Comment by bumby

3 years ago

I think we probably come to some of the same conclusions, but I'm approaching this problem slightly differently.

To use your car example: say I'm driving in front of a park where there are lots of parked cars lining the street. Then a ball rolls out into the street from between two parked cars. I may have never personally seen a child run into the street from between two parked cars before, but I can infer (i.e., imagine) that from the context of the scenario. So I slow waaaay down in case that event happens. I don't need to see all edge case to still cover an awful lot of them.

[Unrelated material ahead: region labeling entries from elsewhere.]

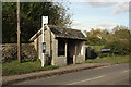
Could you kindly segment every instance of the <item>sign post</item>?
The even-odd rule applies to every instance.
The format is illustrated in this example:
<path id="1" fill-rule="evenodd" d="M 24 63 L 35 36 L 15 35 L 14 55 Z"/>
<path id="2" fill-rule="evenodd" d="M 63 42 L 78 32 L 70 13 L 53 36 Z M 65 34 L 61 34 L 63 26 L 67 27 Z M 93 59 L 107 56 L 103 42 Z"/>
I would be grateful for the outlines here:
<path id="1" fill-rule="evenodd" d="M 45 42 L 45 25 L 48 24 L 48 16 L 43 16 L 41 23 L 41 66 L 45 65 L 45 52 L 46 52 L 46 42 Z"/>

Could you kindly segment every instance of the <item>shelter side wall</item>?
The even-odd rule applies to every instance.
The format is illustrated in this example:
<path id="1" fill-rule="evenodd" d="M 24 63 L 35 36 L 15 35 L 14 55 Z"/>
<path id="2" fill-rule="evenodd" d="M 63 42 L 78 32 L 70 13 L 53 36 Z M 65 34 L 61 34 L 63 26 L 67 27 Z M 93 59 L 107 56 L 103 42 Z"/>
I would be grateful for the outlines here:
<path id="1" fill-rule="evenodd" d="M 85 61 L 85 42 L 78 42 L 76 63 Z"/>
<path id="2" fill-rule="evenodd" d="M 37 58 L 41 58 L 41 35 L 39 35 L 35 40 L 34 40 L 34 47 L 37 51 Z"/>
<path id="3" fill-rule="evenodd" d="M 58 40 L 57 39 L 52 39 L 52 61 L 51 61 L 52 65 L 56 65 L 57 54 L 58 54 Z"/>

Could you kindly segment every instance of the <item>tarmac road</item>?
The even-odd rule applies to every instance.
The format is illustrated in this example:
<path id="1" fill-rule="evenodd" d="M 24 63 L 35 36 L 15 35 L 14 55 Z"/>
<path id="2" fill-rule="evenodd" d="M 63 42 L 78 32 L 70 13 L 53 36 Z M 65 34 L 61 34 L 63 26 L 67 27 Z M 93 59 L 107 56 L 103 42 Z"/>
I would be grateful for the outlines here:
<path id="1" fill-rule="evenodd" d="M 15 85 L 129 85 L 129 64 L 118 64 Z"/>

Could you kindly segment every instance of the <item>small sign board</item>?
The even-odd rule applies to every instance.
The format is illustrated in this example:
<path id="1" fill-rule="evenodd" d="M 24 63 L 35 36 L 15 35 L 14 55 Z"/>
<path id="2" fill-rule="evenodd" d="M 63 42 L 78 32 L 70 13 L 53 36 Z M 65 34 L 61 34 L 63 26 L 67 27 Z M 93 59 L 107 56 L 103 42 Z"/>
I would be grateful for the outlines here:
<path id="1" fill-rule="evenodd" d="M 43 16 L 43 25 L 48 24 L 48 16 Z"/>
<path id="2" fill-rule="evenodd" d="M 46 52 L 46 42 L 43 42 L 43 53 Z"/>

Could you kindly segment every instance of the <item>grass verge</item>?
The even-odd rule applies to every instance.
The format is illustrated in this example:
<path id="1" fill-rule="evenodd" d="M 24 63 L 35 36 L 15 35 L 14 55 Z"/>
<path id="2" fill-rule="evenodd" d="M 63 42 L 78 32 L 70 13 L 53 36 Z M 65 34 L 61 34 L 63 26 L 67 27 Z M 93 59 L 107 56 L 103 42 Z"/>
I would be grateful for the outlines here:
<path id="1" fill-rule="evenodd" d="M 128 63 L 131 62 L 129 61 L 129 55 L 115 55 L 115 57 L 104 57 L 104 58 L 97 58 L 97 59 L 88 59 L 85 61 L 85 63 Z"/>
<path id="2" fill-rule="evenodd" d="M 52 69 L 59 67 L 56 65 L 48 65 L 48 66 L 41 67 L 40 65 L 41 64 L 39 61 L 23 62 L 23 63 L 19 63 L 17 61 L 12 61 L 9 63 L 3 63 L 2 75 L 3 76 L 20 75 L 20 74 L 25 74 L 25 73 L 31 73 L 31 72 L 52 70 Z"/>

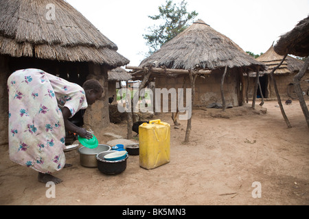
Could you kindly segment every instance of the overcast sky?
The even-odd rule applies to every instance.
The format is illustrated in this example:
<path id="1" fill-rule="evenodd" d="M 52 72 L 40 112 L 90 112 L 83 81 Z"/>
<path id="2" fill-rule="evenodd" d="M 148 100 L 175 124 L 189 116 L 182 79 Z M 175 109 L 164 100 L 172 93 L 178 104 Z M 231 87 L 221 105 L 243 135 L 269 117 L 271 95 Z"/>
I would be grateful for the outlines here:
<path id="1" fill-rule="evenodd" d="M 148 47 L 143 34 L 165 0 L 66 0 L 118 47 L 130 66 L 139 65 Z M 179 3 L 181 0 L 174 0 Z M 309 14 L 309 0 L 186 0 L 188 12 L 244 51 L 266 52 L 279 37 Z"/>

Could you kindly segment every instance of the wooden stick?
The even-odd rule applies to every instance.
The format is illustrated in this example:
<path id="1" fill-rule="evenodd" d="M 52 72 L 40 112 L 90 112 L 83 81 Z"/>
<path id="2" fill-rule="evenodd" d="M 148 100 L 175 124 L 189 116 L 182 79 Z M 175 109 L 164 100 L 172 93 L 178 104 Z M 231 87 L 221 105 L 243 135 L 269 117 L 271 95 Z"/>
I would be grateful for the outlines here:
<path id="1" fill-rule="evenodd" d="M 260 103 L 260 105 L 262 107 L 264 105 L 264 96 L 263 96 L 263 92 L 262 92 L 261 83 L 260 82 L 260 79 L 259 79 L 259 89 L 260 89 L 260 93 L 261 94 L 261 96 L 262 96 L 262 101 L 261 101 L 261 103 Z"/>
<path id="2" fill-rule="evenodd" d="M 195 96 L 195 80 L 196 79 L 197 75 L 192 73 L 191 70 L 189 72 L 189 77 L 190 78 L 191 82 L 191 88 L 192 89 L 192 107 L 193 107 L 193 103 L 194 102 L 194 96 Z M 190 136 L 191 132 L 191 121 L 192 121 L 192 116 L 187 120 L 187 131 L 185 131 L 185 143 L 189 142 L 189 138 Z"/>
<path id="3" fill-rule="evenodd" d="M 297 94 L 298 100 L 301 105 L 301 110 L 303 111 L 304 115 L 305 116 L 306 121 L 307 122 L 308 127 L 309 128 L 309 112 L 308 110 L 307 105 L 306 104 L 305 99 L 302 94 L 301 88 L 300 86 L 299 81 L 305 75 L 305 73 L 309 67 L 309 56 L 307 57 L 304 66 L 301 68 L 301 70 L 294 77 L 294 90 Z"/>
<path id="4" fill-rule="evenodd" d="M 138 66 L 126 66 L 126 69 L 131 69 L 135 70 L 141 70 L 146 67 L 138 67 Z M 173 69 L 173 68 L 151 68 L 153 73 L 177 73 L 177 74 L 189 74 L 190 70 L 185 69 Z M 200 70 L 196 72 L 197 74 L 201 75 L 210 75 L 211 71 L 209 70 Z"/>
<path id="5" fill-rule="evenodd" d="M 247 89 L 246 89 L 246 98 L 247 98 L 247 103 L 249 103 L 249 94 L 248 94 L 248 91 L 249 91 L 249 83 L 250 83 L 250 77 L 249 75 L 249 73 L 247 73 Z"/>
<path id="6" fill-rule="evenodd" d="M 256 73 L 256 77 L 255 77 L 255 83 L 254 84 L 254 90 L 253 90 L 253 99 L 252 100 L 252 109 L 255 109 L 255 99 L 256 99 L 256 95 L 258 92 L 258 86 L 259 85 L 259 77 L 260 77 L 260 66 L 258 67 L 258 70 Z"/>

I'm not sure AI is to that point (yet). There are some arguments for approaches like reinforcement learning that say they perform quite well on unseen edge cases from past learning. But when the stakes are high, I'm not sure that is good enough.

(And regarding the 'it only has to be slightly better than the average human' counterpoint): I disagree. I think one of the reasons that we are comfortable with sharing the road with other ape-driven vehicles is that we have a theory of mind and can intuit what someone else is thinking and are able to 'imagine' their course of action. We've evolved to have this sense. We do not, however, have the ability to intuit what a computer will do because it 'evolved' under very different circumstances. So our intuitions about whether or not to trust it may be out of whack with whether or not it performs better. And, like it or not, the policy that governs if AI-controlled cars is legal will be highly dependent on public trust.